Purpose: Patients with high on-treatment platelet reactivity (HPR) against aspirin or clopidogrel are at increased risk for adverse cardiovascular events. In this study, we explored the predictive value of common SNPs for the on-treatment platelet reactivity (OPR) against aspirin and clopidogrel assessed by VerifyNow assays.

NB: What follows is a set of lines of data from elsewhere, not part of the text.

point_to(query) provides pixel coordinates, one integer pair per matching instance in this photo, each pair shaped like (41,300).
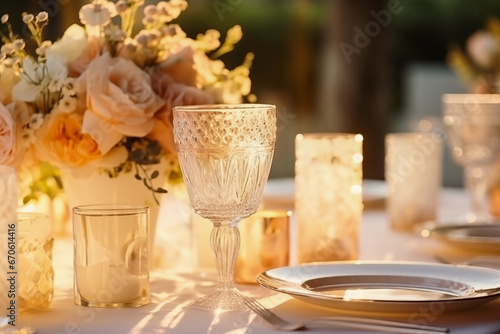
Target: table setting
(326,250)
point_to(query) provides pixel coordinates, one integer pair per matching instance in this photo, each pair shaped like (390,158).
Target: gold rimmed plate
(475,236)
(388,287)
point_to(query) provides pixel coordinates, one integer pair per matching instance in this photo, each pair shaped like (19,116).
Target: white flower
(39,77)
(71,45)
(28,18)
(97,13)
(42,17)
(43,48)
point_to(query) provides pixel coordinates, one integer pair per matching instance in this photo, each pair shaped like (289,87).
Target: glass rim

Methods: This study recruited 286 Han Chinese individuals undergoing antiplatelet treatment, including 159 cases with aspirin only (100 mg/day) and 127 cases with dual therapy (aspirin 100 mg/day plus clopidogrel 75 mg/day) for at least 2 weeks. The OPR against aspirin and clopidogrel were assessed by VerifyNow Aspirin (ARU) and P2Y12 assays (PRU), respectively. Genotyping for the selected 25 SNPs within 11 genes and 2 GWAS loci was carried out by ABI multiplex SNaPshot method.
Results: The results indicated that rs4244285 (CYP2C19) and rs342293 (7q22.3) were significantly associated with PRU value (both P < 0.01). As for the OPR to aspirin, a weak statistical significance was observed in rs5445 (GNB3) (P = 0.049) and rs5758 (TBXA2R) (P = 0.045). After adjusting for the covariates including gender, age and smoking, carriers of allele A of rs4244285 remained as a strong predictor for HPR against clopidogrel.
Conclusion: The current study suggests that common SNPs may predict OPR against clopidogrel as assessed by VerifyNow P2Y12, but are less likely to respond against aspirin as assessed by VerifyNow Aspirin.